The Issue: Denver Officer Punished For Role In Tragic No-Knock Raid

Our View: Official Explanation Is Baffling

The Denver manager of safety describes the decision to keep Joseph Bini on
the city's police force almost as an act of courage. "Politically, it would
be very expedient for us to terminate Officer Bini," Ari Zavaras says. "I
have never operated that way in 35 years and I'm not going to start making
someone a scapegoat now."

Zavaras is certainly correct that terminating Bini would have saved the
Webb administration from a good deal of public criticism. Yet a decision
doesn't merit praise just because it courts controversy. So while we
respect Zavaras' resolve to do what he considers right, we still consider
the decision to be wrong.
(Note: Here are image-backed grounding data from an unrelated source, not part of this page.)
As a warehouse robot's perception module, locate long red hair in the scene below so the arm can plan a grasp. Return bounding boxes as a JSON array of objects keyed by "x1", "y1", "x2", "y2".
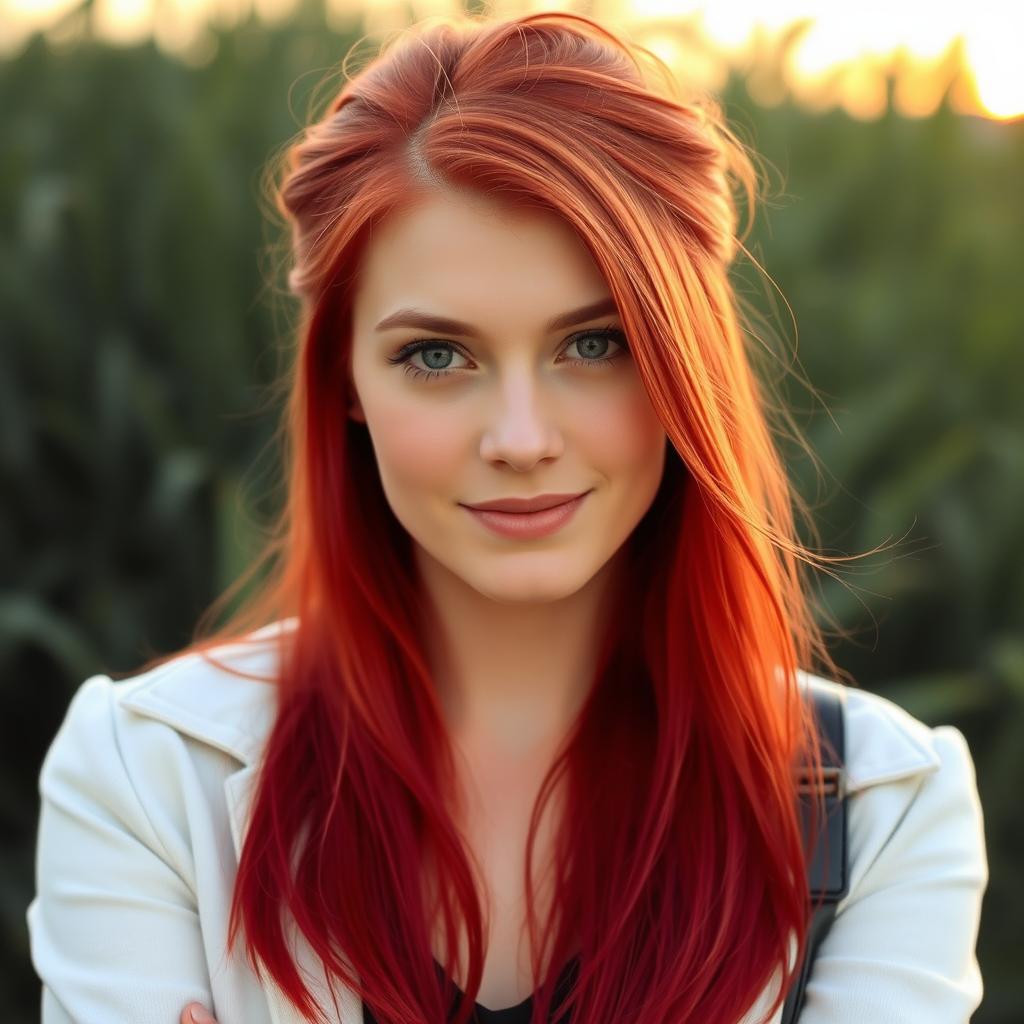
[{"x1": 132, "y1": 12, "x2": 876, "y2": 1024}]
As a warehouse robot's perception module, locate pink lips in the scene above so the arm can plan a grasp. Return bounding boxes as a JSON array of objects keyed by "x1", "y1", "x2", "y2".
[{"x1": 463, "y1": 490, "x2": 590, "y2": 541}]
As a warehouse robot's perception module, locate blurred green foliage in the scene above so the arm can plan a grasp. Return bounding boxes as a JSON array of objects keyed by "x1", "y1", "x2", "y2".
[{"x1": 0, "y1": 8, "x2": 1024, "y2": 1024}]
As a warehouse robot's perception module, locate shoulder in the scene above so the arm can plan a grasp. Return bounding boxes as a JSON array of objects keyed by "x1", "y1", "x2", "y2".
[
  {"x1": 786, "y1": 677, "x2": 988, "y2": 1024},
  {"x1": 50, "y1": 620, "x2": 294, "y2": 764}
]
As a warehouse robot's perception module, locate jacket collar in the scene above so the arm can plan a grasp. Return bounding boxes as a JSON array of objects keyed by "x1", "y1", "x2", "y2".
[
  {"x1": 120, "y1": 617, "x2": 940, "y2": 1024},
  {"x1": 121, "y1": 616, "x2": 940, "y2": 792}
]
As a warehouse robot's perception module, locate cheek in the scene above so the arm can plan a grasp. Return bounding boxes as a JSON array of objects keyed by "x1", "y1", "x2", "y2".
[
  {"x1": 581, "y1": 381, "x2": 666, "y2": 479},
  {"x1": 371, "y1": 401, "x2": 466, "y2": 506}
]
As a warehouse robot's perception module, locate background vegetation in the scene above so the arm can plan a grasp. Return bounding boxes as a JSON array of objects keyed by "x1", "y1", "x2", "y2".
[{"x1": 0, "y1": 8, "x2": 1024, "y2": 1024}]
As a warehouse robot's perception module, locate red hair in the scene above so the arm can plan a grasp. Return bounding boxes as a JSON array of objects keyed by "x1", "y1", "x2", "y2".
[{"x1": 132, "y1": 12, "x2": 876, "y2": 1024}]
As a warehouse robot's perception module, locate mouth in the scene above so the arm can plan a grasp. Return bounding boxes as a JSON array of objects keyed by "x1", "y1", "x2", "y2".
[
  {"x1": 463, "y1": 490, "x2": 590, "y2": 541},
  {"x1": 464, "y1": 488, "x2": 593, "y2": 514}
]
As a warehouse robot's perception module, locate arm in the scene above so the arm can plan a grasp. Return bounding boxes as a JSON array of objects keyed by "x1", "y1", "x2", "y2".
[
  {"x1": 27, "y1": 676, "x2": 213, "y2": 1024},
  {"x1": 800, "y1": 726, "x2": 988, "y2": 1024}
]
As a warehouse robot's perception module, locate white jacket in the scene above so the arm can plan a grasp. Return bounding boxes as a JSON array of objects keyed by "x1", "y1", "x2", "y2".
[{"x1": 27, "y1": 620, "x2": 988, "y2": 1024}]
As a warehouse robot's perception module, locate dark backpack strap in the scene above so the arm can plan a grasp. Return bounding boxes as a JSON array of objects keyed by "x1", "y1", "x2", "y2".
[{"x1": 781, "y1": 679, "x2": 849, "y2": 1024}]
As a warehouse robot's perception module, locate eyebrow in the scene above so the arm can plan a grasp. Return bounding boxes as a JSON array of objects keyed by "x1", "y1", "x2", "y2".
[{"x1": 374, "y1": 295, "x2": 618, "y2": 338}]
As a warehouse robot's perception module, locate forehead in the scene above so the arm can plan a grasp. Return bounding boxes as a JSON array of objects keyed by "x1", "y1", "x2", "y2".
[{"x1": 353, "y1": 193, "x2": 608, "y2": 327}]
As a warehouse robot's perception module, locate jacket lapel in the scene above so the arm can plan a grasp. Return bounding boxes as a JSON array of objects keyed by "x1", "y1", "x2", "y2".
[
  {"x1": 121, "y1": 638, "x2": 940, "y2": 1024},
  {"x1": 121, "y1": 631, "x2": 364, "y2": 1024}
]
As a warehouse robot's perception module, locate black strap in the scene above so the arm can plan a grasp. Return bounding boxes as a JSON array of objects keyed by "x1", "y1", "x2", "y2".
[{"x1": 781, "y1": 679, "x2": 849, "y2": 1024}]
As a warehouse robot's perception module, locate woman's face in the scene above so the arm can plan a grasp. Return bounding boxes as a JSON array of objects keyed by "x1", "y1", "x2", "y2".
[{"x1": 349, "y1": 193, "x2": 667, "y2": 603}]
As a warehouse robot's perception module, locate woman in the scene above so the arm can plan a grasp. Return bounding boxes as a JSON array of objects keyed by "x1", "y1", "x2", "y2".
[{"x1": 29, "y1": 13, "x2": 987, "y2": 1024}]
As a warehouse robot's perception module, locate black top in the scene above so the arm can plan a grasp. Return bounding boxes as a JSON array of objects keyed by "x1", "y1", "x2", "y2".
[{"x1": 362, "y1": 955, "x2": 580, "y2": 1024}]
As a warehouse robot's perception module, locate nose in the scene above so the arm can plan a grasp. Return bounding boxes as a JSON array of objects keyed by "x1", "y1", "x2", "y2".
[{"x1": 480, "y1": 374, "x2": 564, "y2": 472}]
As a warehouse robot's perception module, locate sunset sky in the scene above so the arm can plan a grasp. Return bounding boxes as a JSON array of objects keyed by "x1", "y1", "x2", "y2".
[{"x1": 0, "y1": 0, "x2": 1024, "y2": 120}]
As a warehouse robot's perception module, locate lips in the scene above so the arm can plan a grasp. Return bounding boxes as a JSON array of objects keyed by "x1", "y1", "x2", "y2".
[{"x1": 466, "y1": 490, "x2": 588, "y2": 513}]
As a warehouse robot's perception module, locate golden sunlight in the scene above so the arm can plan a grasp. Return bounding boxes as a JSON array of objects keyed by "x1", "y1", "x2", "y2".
[{"x1": 0, "y1": 0, "x2": 1024, "y2": 120}]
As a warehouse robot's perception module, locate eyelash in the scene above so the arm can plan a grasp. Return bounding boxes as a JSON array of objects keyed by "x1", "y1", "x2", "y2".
[{"x1": 388, "y1": 327, "x2": 629, "y2": 379}]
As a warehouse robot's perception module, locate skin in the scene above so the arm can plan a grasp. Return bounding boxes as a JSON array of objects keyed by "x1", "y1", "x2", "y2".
[{"x1": 182, "y1": 191, "x2": 667, "y2": 1022}]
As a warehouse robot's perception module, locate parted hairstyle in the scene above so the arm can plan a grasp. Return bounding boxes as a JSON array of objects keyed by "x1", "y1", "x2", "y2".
[{"x1": 134, "y1": 12, "x2": 880, "y2": 1024}]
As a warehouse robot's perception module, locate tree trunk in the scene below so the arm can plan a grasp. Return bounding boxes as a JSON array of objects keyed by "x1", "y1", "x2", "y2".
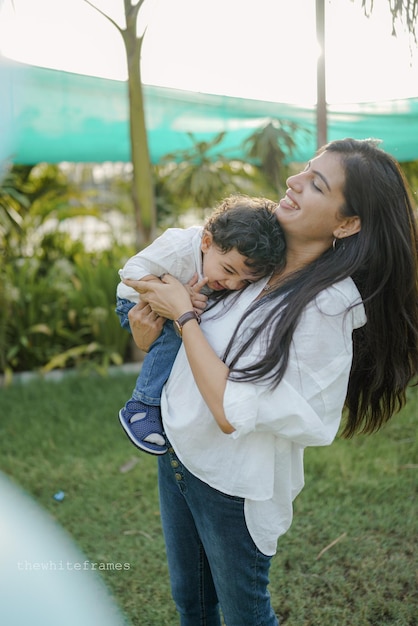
[
  {"x1": 127, "y1": 32, "x2": 157, "y2": 250},
  {"x1": 122, "y1": 0, "x2": 157, "y2": 250}
]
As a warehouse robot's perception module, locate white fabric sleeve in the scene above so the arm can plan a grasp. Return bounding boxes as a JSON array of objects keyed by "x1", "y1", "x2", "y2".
[{"x1": 224, "y1": 290, "x2": 365, "y2": 446}]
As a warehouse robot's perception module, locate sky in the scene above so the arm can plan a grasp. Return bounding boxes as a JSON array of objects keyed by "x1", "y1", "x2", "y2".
[{"x1": 0, "y1": 0, "x2": 418, "y2": 105}]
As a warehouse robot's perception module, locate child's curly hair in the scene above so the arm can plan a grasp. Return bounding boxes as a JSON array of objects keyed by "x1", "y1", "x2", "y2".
[{"x1": 204, "y1": 195, "x2": 286, "y2": 277}]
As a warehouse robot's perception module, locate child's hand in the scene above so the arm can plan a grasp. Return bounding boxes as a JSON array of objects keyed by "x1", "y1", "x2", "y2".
[{"x1": 185, "y1": 274, "x2": 208, "y2": 315}]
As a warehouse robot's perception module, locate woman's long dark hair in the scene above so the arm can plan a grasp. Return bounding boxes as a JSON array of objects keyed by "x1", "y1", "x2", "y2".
[{"x1": 225, "y1": 139, "x2": 418, "y2": 437}]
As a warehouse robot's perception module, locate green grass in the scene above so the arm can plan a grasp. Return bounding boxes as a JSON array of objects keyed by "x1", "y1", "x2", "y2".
[{"x1": 0, "y1": 374, "x2": 418, "y2": 626}]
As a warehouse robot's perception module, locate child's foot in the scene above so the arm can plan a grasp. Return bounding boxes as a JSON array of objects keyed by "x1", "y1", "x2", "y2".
[{"x1": 119, "y1": 400, "x2": 167, "y2": 455}]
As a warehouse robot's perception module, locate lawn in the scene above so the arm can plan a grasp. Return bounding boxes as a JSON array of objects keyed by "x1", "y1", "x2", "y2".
[{"x1": 0, "y1": 374, "x2": 418, "y2": 626}]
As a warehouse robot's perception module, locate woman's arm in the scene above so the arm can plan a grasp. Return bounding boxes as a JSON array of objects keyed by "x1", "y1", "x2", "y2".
[
  {"x1": 128, "y1": 301, "x2": 165, "y2": 352},
  {"x1": 125, "y1": 275, "x2": 234, "y2": 434}
]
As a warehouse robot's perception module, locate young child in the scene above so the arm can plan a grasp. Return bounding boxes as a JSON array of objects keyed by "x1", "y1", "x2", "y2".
[{"x1": 116, "y1": 195, "x2": 285, "y2": 455}]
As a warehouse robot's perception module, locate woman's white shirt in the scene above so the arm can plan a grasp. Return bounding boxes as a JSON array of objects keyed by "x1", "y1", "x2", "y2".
[{"x1": 161, "y1": 279, "x2": 366, "y2": 555}]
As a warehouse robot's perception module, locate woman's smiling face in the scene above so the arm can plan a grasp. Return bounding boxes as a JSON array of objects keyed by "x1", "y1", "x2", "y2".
[{"x1": 276, "y1": 152, "x2": 346, "y2": 250}]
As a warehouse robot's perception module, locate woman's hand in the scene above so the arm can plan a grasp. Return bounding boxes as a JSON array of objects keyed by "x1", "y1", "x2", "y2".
[
  {"x1": 123, "y1": 274, "x2": 206, "y2": 320},
  {"x1": 128, "y1": 302, "x2": 165, "y2": 352}
]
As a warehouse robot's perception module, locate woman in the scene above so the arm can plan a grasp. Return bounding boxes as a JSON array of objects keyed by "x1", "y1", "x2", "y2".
[{"x1": 124, "y1": 139, "x2": 418, "y2": 626}]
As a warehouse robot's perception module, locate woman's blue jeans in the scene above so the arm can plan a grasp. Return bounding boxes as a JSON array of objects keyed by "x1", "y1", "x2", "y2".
[{"x1": 158, "y1": 446, "x2": 278, "y2": 626}]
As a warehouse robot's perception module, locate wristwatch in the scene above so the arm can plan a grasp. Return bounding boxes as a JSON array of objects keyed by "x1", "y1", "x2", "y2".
[{"x1": 173, "y1": 311, "x2": 200, "y2": 338}]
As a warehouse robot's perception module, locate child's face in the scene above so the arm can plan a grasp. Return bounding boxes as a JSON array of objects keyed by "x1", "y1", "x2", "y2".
[{"x1": 201, "y1": 232, "x2": 260, "y2": 291}]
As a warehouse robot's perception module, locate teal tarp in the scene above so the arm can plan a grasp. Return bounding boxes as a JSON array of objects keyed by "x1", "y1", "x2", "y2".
[{"x1": 0, "y1": 59, "x2": 418, "y2": 163}]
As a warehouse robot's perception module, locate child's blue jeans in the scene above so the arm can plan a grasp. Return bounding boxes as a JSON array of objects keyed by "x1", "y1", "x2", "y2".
[{"x1": 116, "y1": 297, "x2": 181, "y2": 406}]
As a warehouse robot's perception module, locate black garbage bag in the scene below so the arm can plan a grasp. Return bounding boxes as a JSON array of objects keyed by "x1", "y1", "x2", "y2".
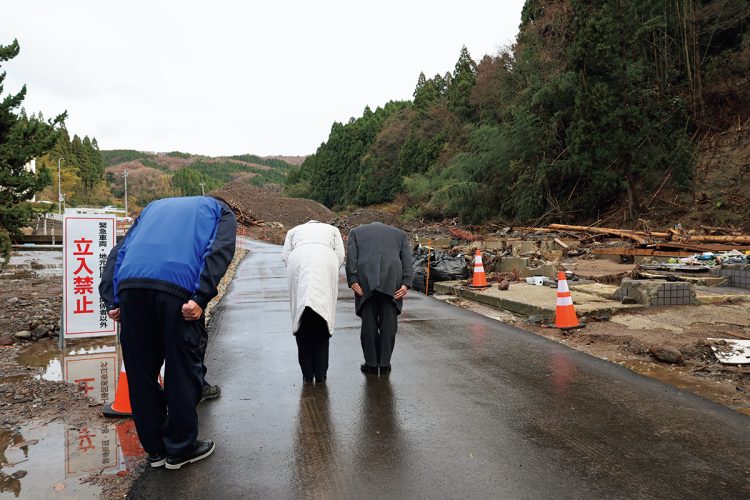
[{"x1": 412, "y1": 253, "x2": 471, "y2": 295}]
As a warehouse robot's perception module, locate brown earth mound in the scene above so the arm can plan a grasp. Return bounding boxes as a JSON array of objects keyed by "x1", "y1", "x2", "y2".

Bini shouldn't be allowed back on the force.

The inescapable fact is that Bini signed an affidavit in which he stated
that he "observed the informant make his/her way on foot to the location in
question" -- that location being a house on High Street in which a drug
deal was supposed to have occurred.

But the statement in the affidavit is false. The officer did not observe
the informant make his way to that location. Police were nearby when the
informant was supposed to have purchased drugs, but they relied on him to
give them the address -- and there was a fatal miscommunication. An
innocent man died after a SWAT team crashed into the wrong house.

Would that man be alive today if the affidavit had admitted that no officer
actually observed the informant at 3738 High St.? Would a judge still have
issued a no-knock warrant for that address? We don't know, but the point is
that the standard for a no-knock raid is supposed to be rigorous, involving
the next-best thing to absolute certainty on the part of police. Yet police
in this case adopted a casual attitude toward the evidence and then
concealed the resulting uncertainty from a judge.

What does Zavaras mean when he says a three-month suspension for Bini is
enough because the department "has to step up and accept its share of what
happened"? Is he suggesting it was the norm for officers to sign statements
presented to a judge that they knew to be a stretch of the truth?

Actually, Zavaras went beyond saying the punishment is fair. He said it is
severe -- "way off the charts for similar situations." If so, the charts
need revision. In the civilian world, false testimony that resulted in an
innocent man's death is the sort of thing that could land the culprit in
prison.

Of course, neither Zavaras nor Chief Gerald Whitman bear responsibility for
the lax no-knock standards of the past, and they are to be commended for
tightening up procedures for such raids. We just hope Bini's punishment
isn't a sign of the sort of discipline to come in future cases.

One more thing: Ever since the shooting of Ismael Mena, Denver officials
have occasionally resorted to blaming the victim for his own death. We
thought this line of argument had been shelved, but John Wyckoff of the
Denver Police Protective Association revived it again this week.

"This is a tragedy for the Mena family and the police department," Wyckoff
said, "but Mr. Mena would still be alive today if he didn't have a gun and
if he had not fired it."

Thanks for reminding us why the public should be relieved that Denver
police reduced their number of no-knock raids from 129 in 1999 to 42 in
2000. If Wyckoff's view is at all common in the force, perhaps the only
safe number of no-knock raids is zero.